Pro Tip: The metal connectors aren't the same size - don't get them confused! The larger one goes with the positive connector (the male one with the exposed red band) and the smaller one goes with the negative connector.
Bonus: Parts & Supplies
In addition to having some basic tools, I also carry a selection of parts and supplies that I might need for basic repairs (or, I'll be honest, upgrades) on our RV or to help others in need. You may not want or need all of these, but here are a selection of the items I carry around for quick repairs:
- Electrical tape & wiring harness cloth tape
- 12V fuses (work for both the RV and the truck)
- Wire terminals and closed end crimp terminals
- Heat shrink tubing
- Wire of various gauges (mainly leftovers from previous projects)
If there are specific appliances or products that are critical for you, then you might want to carry around some spare parts for those too - or at least have a backup plan in case they fail.

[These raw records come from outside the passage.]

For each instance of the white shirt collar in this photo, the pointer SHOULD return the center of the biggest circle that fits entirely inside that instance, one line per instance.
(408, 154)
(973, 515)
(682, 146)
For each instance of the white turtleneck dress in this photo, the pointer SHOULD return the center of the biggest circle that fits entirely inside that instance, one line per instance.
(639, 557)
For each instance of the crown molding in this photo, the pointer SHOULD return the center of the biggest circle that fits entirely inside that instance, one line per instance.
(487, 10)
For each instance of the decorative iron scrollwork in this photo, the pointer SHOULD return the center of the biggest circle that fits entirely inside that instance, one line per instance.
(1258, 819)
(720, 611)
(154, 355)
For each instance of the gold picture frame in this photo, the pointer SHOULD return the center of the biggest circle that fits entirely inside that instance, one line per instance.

Not everyone is an electrical expert, nor do they want to be. But for 90% of the issues I've helped people solve, you don't have to be.
A rudimentary understanding of the electrical systems in an RV along with some basic tools and supplies can often be the difference between getting things back up and running quickly, and waiting for an expensive visit from a mobile RV repair person while things are broken in the meantime.